ROMA, 17 APRILE – All’unisono i tre maggiori schieramenti della politica nostrana dicono no al taglio dei finanziamenti pubblici ai partiti. Una proposta di legge scritta a sei mani da Alfano, Bersani e Casini parla di «errore drammatico». Meglio controllare i conti che punire coloro che si sono comportati in modo scrupoloso in questi anni.

Il pericolo maggiore per i tre leader sarebbe quello di consegnare tutta la politica « nelle mani di lobbies, centri di potere e di interesse particolare». Ci sono misure di controllo che vanno migliorate e, prosegue la nota, «Il finanziamento pubblico dei partiti presuppone regole certe che garantiscano la trasparenza e il controllo sui bilanci. Questa è la strada e bisogna intervenire rapidamente».

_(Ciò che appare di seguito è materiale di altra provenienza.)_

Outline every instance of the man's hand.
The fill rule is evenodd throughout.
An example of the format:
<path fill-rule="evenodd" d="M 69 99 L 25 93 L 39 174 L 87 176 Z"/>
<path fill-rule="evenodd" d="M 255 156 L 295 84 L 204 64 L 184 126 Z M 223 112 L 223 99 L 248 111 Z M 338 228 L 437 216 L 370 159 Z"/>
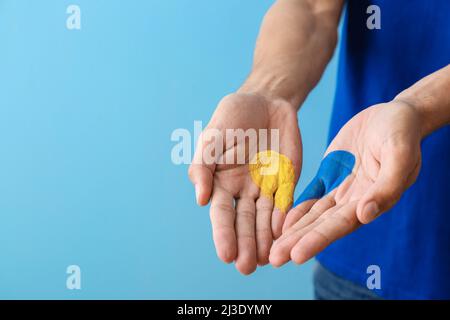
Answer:
<path fill-rule="evenodd" d="M 297 124 L 297 108 L 283 100 L 258 94 L 233 94 L 217 107 L 204 133 L 217 129 L 226 138 L 226 129 L 247 131 L 258 135 L 261 129 L 279 131 L 279 153 L 288 157 L 295 170 L 295 183 L 301 167 L 301 140 Z M 195 185 L 197 202 L 206 205 L 211 198 L 210 217 L 217 255 L 224 262 L 236 261 L 236 268 L 250 274 L 257 264 L 268 263 L 274 238 L 281 234 L 286 213 L 274 209 L 273 199 L 262 195 L 249 172 L 249 140 L 225 141 L 214 163 L 206 163 L 205 150 L 211 141 L 202 138 L 189 168 Z M 259 141 L 258 141 L 259 143 Z M 245 162 L 235 157 L 245 151 Z M 259 150 L 262 151 L 262 150 Z M 235 162 L 229 163 L 225 159 Z M 227 162 L 224 164 L 224 162 Z"/>
<path fill-rule="evenodd" d="M 289 177 L 265 180 L 264 193 L 286 180 L 289 183 L 281 189 L 289 193 L 292 180 L 298 179 L 301 140 L 297 110 L 333 55 L 343 3 L 343 0 L 276 1 L 261 25 L 250 75 L 238 93 L 222 100 L 208 125 L 207 129 L 220 132 L 279 129 L 279 149 L 275 151 L 292 162 L 295 177 L 288 170 Z M 206 205 L 211 198 L 218 256 L 225 262 L 236 260 L 237 269 L 249 274 L 257 264 L 268 263 L 272 241 L 281 233 L 285 213 L 273 210 L 272 199 L 261 195 L 252 180 L 254 176 L 249 174 L 249 159 L 241 165 L 205 163 L 202 154 L 206 146 L 196 150 L 189 170 L 197 202 Z M 223 155 L 228 157 L 242 146 L 245 141 L 231 148 L 225 142 Z M 289 162 L 285 157 L 285 162 Z M 253 173 L 258 172 L 253 169 Z M 276 196 L 280 200 L 279 194 Z M 289 198 L 283 198 L 283 207 Z"/>
<path fill-rule="evenodd" d="M 300 197 L 305 201 L 288 213 L 270 262 L 304 263 L 390 209 L 419 173 L 422 128 L 418 110 L 402 101 L 353 117 L 325 152 L 330 157 Z"/>

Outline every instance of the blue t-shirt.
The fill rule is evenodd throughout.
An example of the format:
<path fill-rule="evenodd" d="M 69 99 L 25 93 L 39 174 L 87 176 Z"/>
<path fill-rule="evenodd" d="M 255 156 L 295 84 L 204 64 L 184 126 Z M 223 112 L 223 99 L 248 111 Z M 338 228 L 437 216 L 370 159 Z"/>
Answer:
<path fill-rule="evenodd" d="M 381 10 L 379 30 L 366 26 L 369 5 Z M 449 0 L 347 1 L 330 141 L 364 108 L 449 63 Z M 362 286 L 378 265 L 384 298 L 450 298 L 450 127 L 425 138 L 422 153 L 420 175 L 395 207 L 331 244 L 320 263 Z"/>

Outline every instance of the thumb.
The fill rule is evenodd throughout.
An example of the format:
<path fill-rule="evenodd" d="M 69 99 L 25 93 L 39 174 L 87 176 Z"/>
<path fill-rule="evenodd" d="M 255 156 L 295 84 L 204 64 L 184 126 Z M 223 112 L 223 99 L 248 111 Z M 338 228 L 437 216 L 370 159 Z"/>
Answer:
<path fill-rule="evenodd" d="M 213 185 L 211 169 L 202 164 L 191 164 L 189 167 L 189 179 L 194 184 L 197 204 L 200 206 L 207 205 Z"/>
<path fill-rule="evenodd" d="M 356 214 L 361 223 L 372 222 L 392 208 L 418 175 L 420 157 L 412 161 L 417 157 L 409 147 L 389 149 L 381 156 L 378 177 L 358 203 Z"/>
<path fill-rule="evenodd" d="M 206 135 L 208 134 L 206 130 L 201 133 L 192 159 L 192 164 L 189 167 L 189 179 L 194 184 L 195 198 L 197 204 L 200 206 L 207 205 L 211 197 L 213 175 L 216 168 L 215 157 L 218 156 L 218 154 L 216 154 L 215 157 L 208 160 L 209 162 L 206 162 L 207 160 L 204 159 L 204 152 L 209 144 L 205 141 L 205 132 Z"/>

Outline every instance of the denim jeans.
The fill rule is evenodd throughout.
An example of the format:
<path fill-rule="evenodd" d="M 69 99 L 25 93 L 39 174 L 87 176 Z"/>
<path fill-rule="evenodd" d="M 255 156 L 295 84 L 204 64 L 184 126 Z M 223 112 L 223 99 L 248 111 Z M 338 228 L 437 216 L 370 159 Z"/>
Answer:
<path fill-rule="evenodd" d="M 316 300 L 380 300 L 367 288 L 338 277 L 319 263 L 314 270 L 314 297 Z"/>

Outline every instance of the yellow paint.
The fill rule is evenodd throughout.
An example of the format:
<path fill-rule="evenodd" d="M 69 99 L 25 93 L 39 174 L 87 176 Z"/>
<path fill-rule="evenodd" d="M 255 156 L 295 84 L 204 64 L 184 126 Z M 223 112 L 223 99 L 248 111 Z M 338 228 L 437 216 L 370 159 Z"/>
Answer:
<path fill-rule="evenodd" d="M 275 194 L 275 207 L 285 213 L 294 200 L 295 171 L 292 161 L 278 152 L 262 151 L 250 162 L 249 170 L 261 193 L 271 199 Z"/>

Seguendo il monito di Napolitano, Pdl, Pd e Udc vogliono «trasformare il finanziamento pubblico nella leva per riformare i partiti. È necessario sancire per legge regole di democraticità e trasparenza nella vita dei partiti e meccanismi corretti e misurati di finanziamento della loro attività. La strada maestra è quella della discussione e dell’approvazione di una legge organica che trasformi i partiti in associazioni riconosciute, dotate di personalità giuridica, con precisi requisiti statutari».

È l’articolo 49 della Costituzione Italiana che richiede questo status ai partiti: «Tutti i cittadini hanno diritto di associarsi liberamente in partiti per concorrere con metodo democratico a determinare la politica nazionale». Entro maggio verranno discusse eventuali riforme riguardanti la legge attuativa dell’articolo.

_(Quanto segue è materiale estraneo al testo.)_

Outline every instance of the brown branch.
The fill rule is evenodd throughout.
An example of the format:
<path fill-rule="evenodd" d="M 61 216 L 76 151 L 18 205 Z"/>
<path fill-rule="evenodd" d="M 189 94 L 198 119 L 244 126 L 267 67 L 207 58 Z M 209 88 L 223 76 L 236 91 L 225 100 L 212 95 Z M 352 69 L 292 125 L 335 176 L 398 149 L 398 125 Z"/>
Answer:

Le novità maggiori riguarderanno i controlli finanziari. La proposta infatti imporrebbe «per legge la verifica e la certificazione dei bilanci dei partiti da parte di società di revisione esterne e indipendenti. I controlli esterni dei bilanci, superando il sistema di verifiche meramente formali effettuate dai revisori nominati da Camera e Senato, sono attribuiti alla Commissione per la trasparenza e il controllo dei bilanci dei partiti politici». La Commissione per la trasparenza sarà composta da Presidente della Corte dei conti, Presidente del Consiglio di Stato e dal Primo Presidente della Corte di Cassazione.

La lotta alle irregolarità imporrà per coloro che hanno commesso atti illeciti una specie di multa in denaro tre volte maggiore rispetto all’errore. Non solo, il limite di pubblicità di spesa del partito passerà da 50mila euro a 5mila e i rendiconto dei partiti devono essere pubblicati on line per poter dar modo ai cittadini di verificare direttamente come e perché vengono spesi i soldi pubblici.

Il commento più esplicativo e furioso lo lancia Di Pietro che parla di «Presa in giro». «In un momento così drammatico per il nostro Paese, dove il governo ha colpito le fasce sociali più deboli», sottolinea il leader Idv, «la politica deve dare il buon esempio cominciando a tagliare gli sprechi e le vagonate di soldi pubblici incassati». Di Pietro promette battaglia contro il «provvedimento all’acqua di rose proposto da Alfano, Bersani e Casini» e avverte «Se si continua così i cittadini arriveranno con i forconi davanti a Montecitorio».